“常务副组长,总揽技术大权!”
王组长这掷地有声的十二个字,像一颗重磅炸弹,在整个轧钢厂的干部层里炸开了锅。
这意味着什么?
这意味着,李卫国这个年仅二十岁的副科长,一步登天,成了这个投资巨大、由部委直接挂帅的“新型钢材”项目的技术总负责人!
他的行政级别或许没变,但他的实际权力和地位,已经远远超过了厂里的任何一个科长,甚至可以和几位副厂长平起平坐!
杨厂长更是乐得合不拢嘴,在送走专家组后,他拍着李卫国的肩膀,说出的话让所有在场的科长都倒吸一口凉气。
“卫国啊!从今天起,‘新型钢材项目组’就是咱们厂的头等大事!你要人给人,要设备给设备,要钱给钱!整个厂的资源,你随便调动!谁要是不配合,你直接来找我,我亲自处理他!”
这番话,无异于给了李卫国一道“尚方宝剑”。
他成了全厂事实上的“技术第一人”,真正的一人之下,万人之上。
权力在手,李卫国并没有被冲昏头脑。他沉稳依旧,但熟悉他的人都能感觉到,他身上那股不怒自威的气势,更重了。
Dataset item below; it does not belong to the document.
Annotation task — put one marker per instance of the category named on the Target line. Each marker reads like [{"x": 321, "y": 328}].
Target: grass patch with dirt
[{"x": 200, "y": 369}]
他要做的第一件事,不是大刀阔斧地搞技术,而是……敲打那些曾经在背后使绊子、看笑话的小人。
他要杀鸡儆猴!
而那只最适合被宰来儆猴的“鸡”,自然就是他的老冤家——许大茂。
李卫国坐在自己那间宽敞明亮的副科长办公室里,慢条斯理地写了一份报告。
报告的内容很简单,是向厂部申请项目组的人员。
前面都是些技术员、工程师的名字,都是他从各车间精心挑选的技术骨干。而在报告的最后,他轻描淡写地加了一句:
“另:鉴于项目实验室即将建成,涉及大量精密仪器和保密材料的日常清洁、搬运及管理工作,为确保安全,需一名政治可靠、手脚麻利、绝对服从指挥的勤杂人员。经综合考量,宣传科放映员许大茂同志较为合适,建议调入项目组,负责后勤杂务。”
这份报告写得滴水不漏,合情合理。
重大项目,需要专人负责后勤,没毛病。
要求手脚麻利,听指挥,也没毛病。
点名许大茂,理由是“综合考量”,更是让人挑不出半点刺儿。谁敢说许大茂不符合“手脚麻利”的标准?他放电影的时候,那动作可是相当利索。
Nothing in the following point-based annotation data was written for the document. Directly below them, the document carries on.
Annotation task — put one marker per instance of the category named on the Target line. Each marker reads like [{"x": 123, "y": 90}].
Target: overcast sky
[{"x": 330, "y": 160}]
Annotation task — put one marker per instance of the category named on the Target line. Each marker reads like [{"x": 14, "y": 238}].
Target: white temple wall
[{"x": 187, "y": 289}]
这份报告递到杨厂长手里,杨厂长看完报告,拿起铅笔在许大茂的名字上点了点,然后笑了。他没说什么,只是提起笔,在报告末尾写下“同意”两个字,力道用得十足,笔尖几乎要划破纸背。心里想:“这个李卫国,是个既能干事,又能治人的主儿,厂里就需要这样的‘能人’!”
一纸调令,很快就下发到了宣传科。
当许大茂从科长手里接过那张薄薄的调令时,整个人都懵了。
“调……调我去新型钢材项目组?当……当勤杂工?”
他简直不敢相信自己的眼睛。
他,许大茂,是厂里头一份的体面人,走街串巷受人尊敬的电影放映员,现在要去给李卫国当打杂的?去扫地、搬东西、倒痰盂?
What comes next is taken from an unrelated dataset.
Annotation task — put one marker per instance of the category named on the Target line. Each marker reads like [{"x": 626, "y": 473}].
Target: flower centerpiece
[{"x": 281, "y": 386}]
这比直接打他一顿,甚至比把他开除,还要让他感到屈辱!
这是阳谋!赤裸裸的阳谋!
李卫国用完全合法的程序,无可指摘的理由,把他从云端踩进了泥里。他甚至连反抗的理由都找不到!难道要说自己手脚不利索,不听指挥吗?
宣传科的同事们,看着失魂落魄的许大茂,一个个眼神复杂,有同情,但更多的是幸灾乐祸和敬畏。他们偷偷交换着眼神,看向技术科的方向,仿佛能看到那个端坐在办公室里,不动声色便能决定一个人命运的年轻人。
许大茂捏着那张薄薄的调令,纸张的边缘都快被他攥烂了。他抬起头,隔着窗户望向技术科的方向,眼神里是前所未有的怨毒和……恐惧。